Je prendrai l’exemple de cette petite intercommunalité des Corbières dans l’Aude en zone de montagne, qui s’est dotée d’un lieu regroupant des services publics, comme la Poste ou la Caf mais aussi de services privés comme une petite épicerie ou un dépôt de pain. Ils ont su mettre en œuvre un outil en capacité de répondre aux besoins de leurs habitants… C’était il y a 25 ans ! Comme quoi, quand le rural décide de son avenir, il sait être innovant et pertinent.

Enfin, penser les ruralités autrement c’est aussi faire le pari de la clarification et de l’innovation. Certes, cela peut paraitre flou. C’est pourquoi voici quelques idées fortes qui doivent incarner ce changement d’appréhension.

Les grandes régions sont désormais garante de l’aménagement du territoire. En ce sens, je propose la mise en œuvre d’un contrat de développement rural en lien avec les CPER et les collectivités permettant aux candidats correspondant aux caractéristiques d’un bourg-centre pertinent de bénéficier d’un soutien financier plus fort pour le développement d’un socle de services publics et marchands de première nécessité (MSAP, distributeur de billet, pompe à essence, etc.).

Le sentiment d’abandon est une des problématiques les plus complexes des ruralités. Une première réponse pourrait être de compléter le plan très Haut débit par une accélération de l’accès au très haut débit mobile et Internet ce qui permettrait également de favoriser l’essor de nouvelles perspectives de développement économique en milieu rural. Pour cela, le déploiement de la 4G dans les zones non couvertes du territoire français d’ici à 2018 en développant un modèle économique pérenne pourrait être une réponse de l’État.

Plusieurs cerveaux valent mieux qu’un. C’est un principe qu’il faut savoir appliquer. C’est pourquoi il me semble que constituer une base de donnée des politiques de service public innovantes et efficaces menées par les collectivités à la disposition des élus comme des citoyens permettrait de généraliser les plus pertinentes tout en les adaptant.

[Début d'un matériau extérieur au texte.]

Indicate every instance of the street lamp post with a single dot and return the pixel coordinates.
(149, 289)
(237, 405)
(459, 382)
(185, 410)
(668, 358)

Pour conclure, il me semble nécessaire d’aller de l’avant. Le Gouvernement a su apporter des premières réponses aux enjeux des territoires ruraux. Depuis 2012 il a su mettre fin au saupoudrage des aides antérieur et construire des dynamiques pertinentes pour accompagner les élus ruraux dans l’élaboration de réponses concrètes. C’est le cas des maisons de services au public, des maisons pluridisciplinaires de sante, du plan très Haut débit, du plan numérique dans les collèges, etc. Cette première étape était importante pour répondre aux urgences négligées pendant trop longtemps. Il convient désormais de penser l’avenir. C’est en ce sens que le Stéphane Le Foll, Ministre de l’agriculture, de l’agroalimentaire et de la forêt a organisé ce débat au titre explicite et positif révélateur de sa volonté d’avancer. C’est avec détermination que je l’accompagnerai.